Q: What other measures has Ixquick taken to protect my Privacy? Contrary to other search engines Ixquick uses the so-called POST method (instead of the GET method) to keep your search terms out of the logs of webmasters of sites that you reach from our results. Search terms tell a lot about what you are thinking, which is why this is a privacy issue. With the POST method Ixquick uses, your search terms are stripped off.

See: http://www.ixquick.com/uk/protect-privacy-qa.html for further details.

I would like to personally thank you for reporting this behaviour - even though it was a false positive it is critical not just to our principles and model but also for our certification, that we address these issues to keep IXQuick the world's most private search engine.

Also my thanks to the board admin for accommodating our response on his forum.

Regards,

IXQuick.

[Giorgio Maone]

The server jump is by design and is for load balancing/routing purposes.

You may want to either consider using a DNS-based mechanism, rotating IPs on the same domain, or balancing directly the home page rather than the second query, much like Google does with its regional domains (Google, actually, adopts both the strategies).

I note however that NoScript converted the query into a GET request - I would like to point out that IXQuick using POST instead of GET is by design to prevent search terms appearing in web logs - it is an additional privacy mechanism

Please notice that using POST for requests which is not meant to modify the addressed resource is a violation of the HTTP semantics.
There are better ways to remove the referrer URL for privacy: GMail, for instance, uses a META refresh for any outbound link.

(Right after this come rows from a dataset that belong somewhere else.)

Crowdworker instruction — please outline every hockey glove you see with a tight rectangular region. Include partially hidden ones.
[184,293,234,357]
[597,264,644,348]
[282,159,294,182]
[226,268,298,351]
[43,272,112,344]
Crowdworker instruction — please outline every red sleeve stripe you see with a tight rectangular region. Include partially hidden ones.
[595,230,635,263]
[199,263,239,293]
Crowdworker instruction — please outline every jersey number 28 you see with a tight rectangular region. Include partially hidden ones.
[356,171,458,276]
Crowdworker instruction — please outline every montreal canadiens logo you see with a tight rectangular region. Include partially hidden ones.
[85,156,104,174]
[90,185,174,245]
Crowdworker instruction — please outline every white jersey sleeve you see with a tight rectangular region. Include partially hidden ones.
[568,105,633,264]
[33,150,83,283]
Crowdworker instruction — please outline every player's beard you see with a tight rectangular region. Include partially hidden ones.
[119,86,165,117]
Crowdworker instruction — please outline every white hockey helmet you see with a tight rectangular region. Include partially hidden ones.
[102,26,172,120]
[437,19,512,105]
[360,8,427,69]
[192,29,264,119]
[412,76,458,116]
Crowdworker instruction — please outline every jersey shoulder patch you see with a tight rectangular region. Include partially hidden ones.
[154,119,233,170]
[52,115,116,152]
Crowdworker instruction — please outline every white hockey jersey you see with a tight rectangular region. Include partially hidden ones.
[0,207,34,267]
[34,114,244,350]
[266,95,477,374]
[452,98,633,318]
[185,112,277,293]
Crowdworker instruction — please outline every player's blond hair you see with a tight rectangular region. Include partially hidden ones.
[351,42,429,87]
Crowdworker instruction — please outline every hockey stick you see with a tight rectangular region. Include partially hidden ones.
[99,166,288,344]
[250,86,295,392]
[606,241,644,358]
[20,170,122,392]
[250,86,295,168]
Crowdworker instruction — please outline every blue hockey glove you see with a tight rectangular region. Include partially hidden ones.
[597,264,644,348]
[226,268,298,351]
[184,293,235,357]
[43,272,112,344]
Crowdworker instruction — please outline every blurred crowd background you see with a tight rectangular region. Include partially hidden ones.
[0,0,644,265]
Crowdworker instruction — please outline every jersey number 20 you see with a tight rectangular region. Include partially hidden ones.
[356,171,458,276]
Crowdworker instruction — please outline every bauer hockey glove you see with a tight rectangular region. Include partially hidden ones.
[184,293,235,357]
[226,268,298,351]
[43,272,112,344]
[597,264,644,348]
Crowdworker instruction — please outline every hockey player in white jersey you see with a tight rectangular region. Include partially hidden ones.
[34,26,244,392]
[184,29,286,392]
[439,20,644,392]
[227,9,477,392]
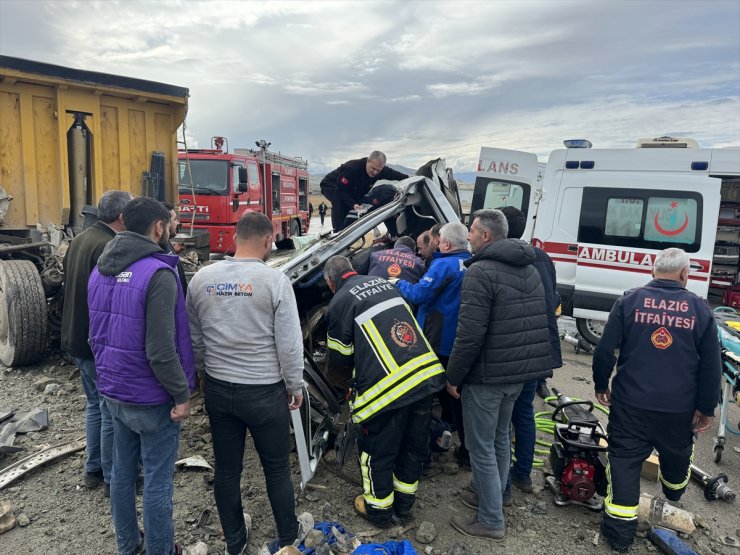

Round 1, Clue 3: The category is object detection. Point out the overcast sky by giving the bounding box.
[0,0,740,173]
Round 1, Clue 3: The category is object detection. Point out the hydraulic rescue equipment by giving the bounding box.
[545,388,607,511]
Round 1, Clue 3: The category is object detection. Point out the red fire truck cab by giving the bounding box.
[178,137,309,254]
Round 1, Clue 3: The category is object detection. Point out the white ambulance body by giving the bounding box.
[472,137,740,343]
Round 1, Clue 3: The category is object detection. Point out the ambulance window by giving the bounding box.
[644,197,697,244]
[604,198,643,237]
[483,180,524,210]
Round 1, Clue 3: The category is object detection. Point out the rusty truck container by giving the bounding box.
[0,56,188,366]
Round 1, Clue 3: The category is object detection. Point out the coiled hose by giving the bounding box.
[511,395,609,468]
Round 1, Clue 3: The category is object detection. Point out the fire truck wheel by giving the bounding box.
[0,260,48,366]
[576,318,606,345]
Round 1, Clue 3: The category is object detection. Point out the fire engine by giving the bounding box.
[178,137,309,254]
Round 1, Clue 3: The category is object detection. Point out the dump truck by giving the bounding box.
[0,56,189,366]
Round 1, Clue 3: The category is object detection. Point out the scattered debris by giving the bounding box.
[175,455,213,470]
[416,521,437,543]
[0,437,85,489]
[0,500,15,534]
[33,376,60,391]
[0,408,49,453]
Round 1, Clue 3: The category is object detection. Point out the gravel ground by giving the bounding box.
[0,320,740,555]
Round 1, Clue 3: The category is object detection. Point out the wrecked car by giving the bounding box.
[278,159,462,487]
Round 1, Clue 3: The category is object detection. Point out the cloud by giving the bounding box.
[0,0,740,172]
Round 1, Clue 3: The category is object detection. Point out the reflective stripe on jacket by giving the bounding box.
[327,272,444,423]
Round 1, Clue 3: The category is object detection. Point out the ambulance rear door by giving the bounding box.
[470,147,539,236]
[565,171,720,326]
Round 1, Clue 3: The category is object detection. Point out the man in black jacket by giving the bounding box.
[501,206,563,497]
[593,248,722,552]
[447,210,552,541]
[324,256,444,527]
[321,150,408,231]
[61,191,133,491]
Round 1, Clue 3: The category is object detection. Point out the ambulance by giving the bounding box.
[471,137,740,344]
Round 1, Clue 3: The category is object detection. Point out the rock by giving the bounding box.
[44,383,60,395]
[33,376,59,391]
[531,500,547,515]
[303,530,324,549]
[416,520,437,543]
[442,463,460,474]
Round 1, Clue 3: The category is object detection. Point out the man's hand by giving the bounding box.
[288,395,303,410]
[596,387,612,407]
[447,382,460,399]
[170,399,190,422]
[691,410,714,434]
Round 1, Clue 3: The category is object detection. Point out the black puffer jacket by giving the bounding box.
[447,239,552,385]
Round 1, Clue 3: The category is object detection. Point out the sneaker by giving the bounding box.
[293,512,314,547]
[355,495,393,528]
[451,516,506,542]
[510,474,534,493]
[258,512,312,555]
[83,470,103,489]
[224,513,252,555]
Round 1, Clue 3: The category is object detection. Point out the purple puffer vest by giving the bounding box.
[87,253,195,405]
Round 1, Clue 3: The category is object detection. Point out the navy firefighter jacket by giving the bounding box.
[593,279,721,416]
[326,272,444,424]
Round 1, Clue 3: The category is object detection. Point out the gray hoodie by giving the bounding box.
[98,231,190,404]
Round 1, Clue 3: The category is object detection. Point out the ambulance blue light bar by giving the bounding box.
[563,139,593,148]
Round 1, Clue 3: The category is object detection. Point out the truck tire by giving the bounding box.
[576,318,606,345]
[0,260,49,366]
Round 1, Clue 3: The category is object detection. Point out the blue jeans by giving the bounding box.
[511,380,537,481]
[72,358,113,484]
[206,374,298,553]
[106,399,180,555]
[462,383,524,530]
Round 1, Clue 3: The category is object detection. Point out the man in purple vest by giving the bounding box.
[88,197,195,555]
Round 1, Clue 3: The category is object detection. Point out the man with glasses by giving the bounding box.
[321,150,408,231]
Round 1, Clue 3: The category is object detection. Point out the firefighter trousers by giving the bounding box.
[357,396,432,524]
[602,401,694,548]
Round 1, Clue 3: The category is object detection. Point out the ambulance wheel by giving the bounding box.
[0,260,49,366]
[576,318,606,345]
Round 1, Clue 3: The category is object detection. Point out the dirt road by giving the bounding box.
[0,326,740,555]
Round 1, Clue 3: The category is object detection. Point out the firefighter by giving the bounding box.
[324,256,444,528]
[593,248,720,552]
[321,150,408,231]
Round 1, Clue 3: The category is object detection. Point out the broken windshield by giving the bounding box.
[178,159,229,195]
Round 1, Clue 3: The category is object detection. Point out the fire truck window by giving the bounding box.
[483,180,526,212]
[247,162,260,189]
[178,160,229,195]
[645,197,698,243]
[231,166,241,193]
[604,198,644,237]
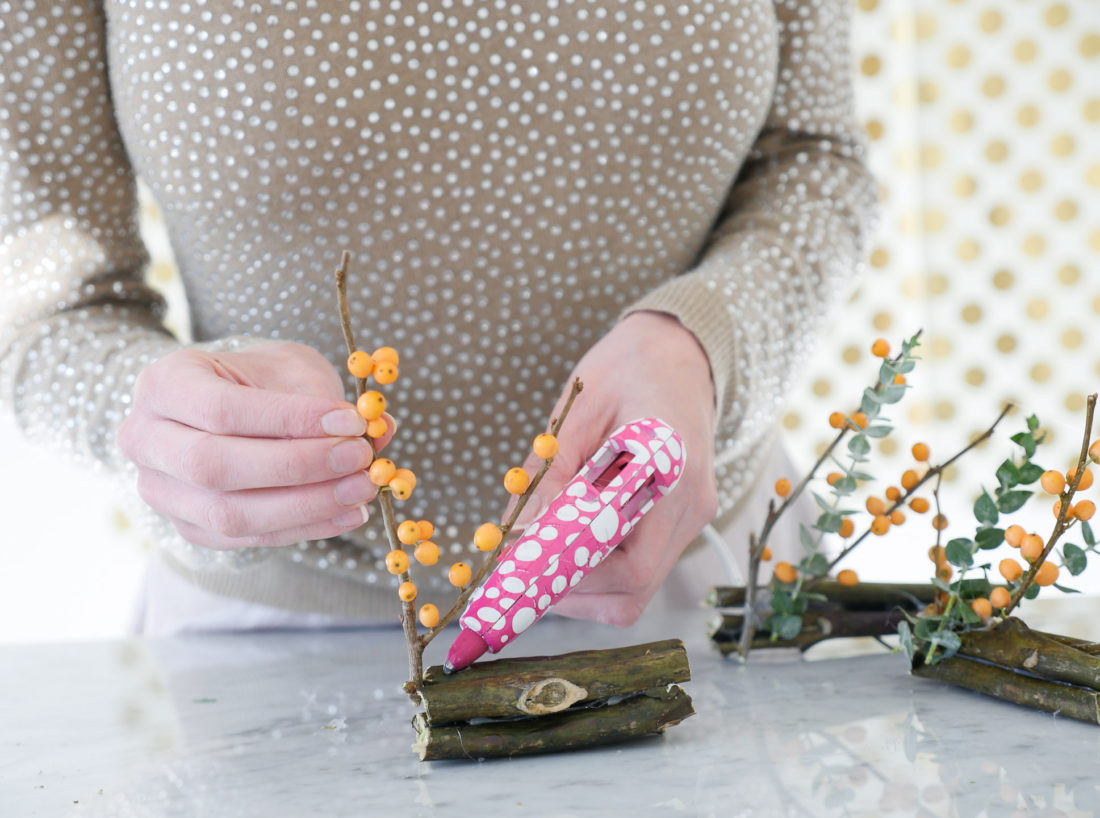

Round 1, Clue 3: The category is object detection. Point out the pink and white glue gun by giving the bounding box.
[443,418,685,672]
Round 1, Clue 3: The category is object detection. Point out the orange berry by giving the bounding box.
[413,540,439,565]
[386,549,409,574]
[774,562,799,583]
[970,597,993,622]
[417,603,439,628]
[1074,500,1097,522]
[1066,466,1092,491]
[531,433,558,460]
[374,361,397,386]
[1035,562,1058,587]
[1020,534,1045,562]
[997,556,1024,583]
[355,389,386,420]
[474,522,504,551]
[447,563,470,588]
[348,350,374,378]
[1038,468,1066,495]
[504,466,531,495]
[397,520,420,545]
[366,457,397,486]
[371,346,400,366]
[386,476,413,500]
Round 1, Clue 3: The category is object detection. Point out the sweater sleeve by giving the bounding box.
[0,0,178,467]
[627,0,876,447]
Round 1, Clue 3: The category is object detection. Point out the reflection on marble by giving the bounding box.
[0,600,1100,818]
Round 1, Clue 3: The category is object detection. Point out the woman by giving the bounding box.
[0,0,873,632]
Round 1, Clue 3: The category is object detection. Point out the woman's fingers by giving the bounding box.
[138,468,377,541]
[119,418,373,491]
[134,351,366,439]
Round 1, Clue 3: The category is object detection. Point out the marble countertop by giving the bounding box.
[0,599,1100,818]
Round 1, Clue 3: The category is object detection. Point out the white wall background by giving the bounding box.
[0,0,1100,642]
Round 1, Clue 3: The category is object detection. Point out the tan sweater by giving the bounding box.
[0,0,873,616]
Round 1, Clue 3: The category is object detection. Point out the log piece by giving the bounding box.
[419,639,691,725]
[706,581,936,610]
[913,656,1100,725]
[413,685,694,761]
[959,617,1100,692]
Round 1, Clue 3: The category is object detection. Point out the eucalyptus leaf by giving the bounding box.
[1020,461,1046,486]
[1011,432,1037,460]
[898,620,913,662]
[1062,542,1089,576]
[944,538,974,568]
[996,460,1020,488]
[997,491,1034,515]
[974,491,1000,526]
[848,433,871,457]
[974,528,1004,550]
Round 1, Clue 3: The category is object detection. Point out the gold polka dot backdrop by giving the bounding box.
[783,0,1100,588]
[137,0,1100,587]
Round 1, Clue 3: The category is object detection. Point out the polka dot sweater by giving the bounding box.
[0,0,873,616]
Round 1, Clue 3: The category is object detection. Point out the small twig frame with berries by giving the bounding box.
[711,329,1100,721]
[336,252,584,701]
[327,253,694,761]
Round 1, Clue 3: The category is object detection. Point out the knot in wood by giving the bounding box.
[516,676,589,716]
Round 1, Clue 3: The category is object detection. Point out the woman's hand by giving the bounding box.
[510,312,717,626]
[118,343,394,549]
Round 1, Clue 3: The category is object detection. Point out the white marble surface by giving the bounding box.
[0,600,1100,818]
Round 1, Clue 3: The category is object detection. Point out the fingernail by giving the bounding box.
[332,472,375,506]
[321,409,366,438]
[329,438,371,474]
[332,502,371,528]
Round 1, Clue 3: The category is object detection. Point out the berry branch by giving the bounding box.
[1004,394,1100,617]
[420,378,584,650]
[334,257,584,701]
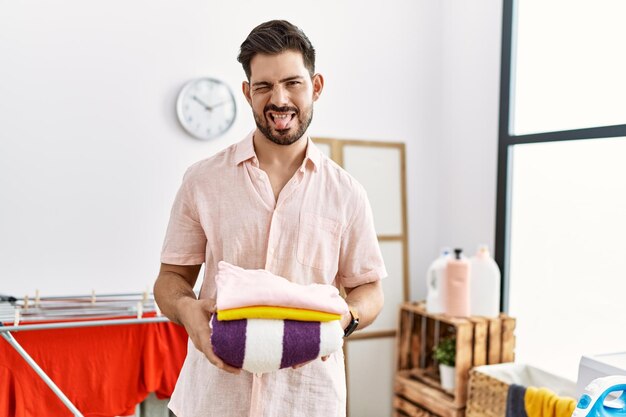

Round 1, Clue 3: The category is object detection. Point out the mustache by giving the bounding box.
[263,104,300,114]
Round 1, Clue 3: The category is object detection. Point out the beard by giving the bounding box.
[252,104,313,145]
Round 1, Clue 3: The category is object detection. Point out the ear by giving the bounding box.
[311,74,324,101]
[241,81,252,106]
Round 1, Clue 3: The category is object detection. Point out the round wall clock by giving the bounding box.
[176,77,237,140]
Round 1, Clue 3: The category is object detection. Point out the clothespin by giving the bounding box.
[137,301,143,319]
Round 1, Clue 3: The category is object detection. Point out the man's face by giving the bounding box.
[243,51,324,145]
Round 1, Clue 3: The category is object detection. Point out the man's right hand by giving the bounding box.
[178,298,241,374]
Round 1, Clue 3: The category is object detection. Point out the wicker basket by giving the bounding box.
[465,363,576,417]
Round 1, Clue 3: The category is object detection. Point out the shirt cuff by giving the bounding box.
[161,253,204,265]
[339,266,387,288]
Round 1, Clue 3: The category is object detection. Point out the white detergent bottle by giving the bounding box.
[426,248,450,314]
[470,245,500,317]
[443,249,470,317]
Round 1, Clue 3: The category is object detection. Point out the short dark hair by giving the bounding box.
[237,20,315,80]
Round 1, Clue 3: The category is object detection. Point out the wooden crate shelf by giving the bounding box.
[393,370,465,417]
[396,302,515,417]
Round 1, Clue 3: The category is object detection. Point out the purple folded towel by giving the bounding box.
[211,315,343,372]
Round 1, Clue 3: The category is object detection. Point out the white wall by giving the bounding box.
[437,0,502,260]
[0,0,501,299]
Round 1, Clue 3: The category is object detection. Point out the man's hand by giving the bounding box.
[178,298,241,374]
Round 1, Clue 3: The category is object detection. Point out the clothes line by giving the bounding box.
[0,293,186,417]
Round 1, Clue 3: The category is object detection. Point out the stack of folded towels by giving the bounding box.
[211,261,348,372]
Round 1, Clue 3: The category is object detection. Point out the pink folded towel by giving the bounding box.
[215,261,348,315]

On any modern browser supporting data: URIs (i.e. every browser except IE), you can easily accomplish this even without scripting:

Code: Select all

<a href="http://www.example.com">example</a>

should become

Code: Select all

<a href="data:text/html,<meta http-equiv=refresh content=0;URL=http://www.example.com>">example</a>

At any rate, if your users have the base domain ixquick.com in their whitelist, POST request shouldn't trigger XSS warnings and be turned into GET requests unless they actually contain JavaScript or potentially dangerous HTML fragments.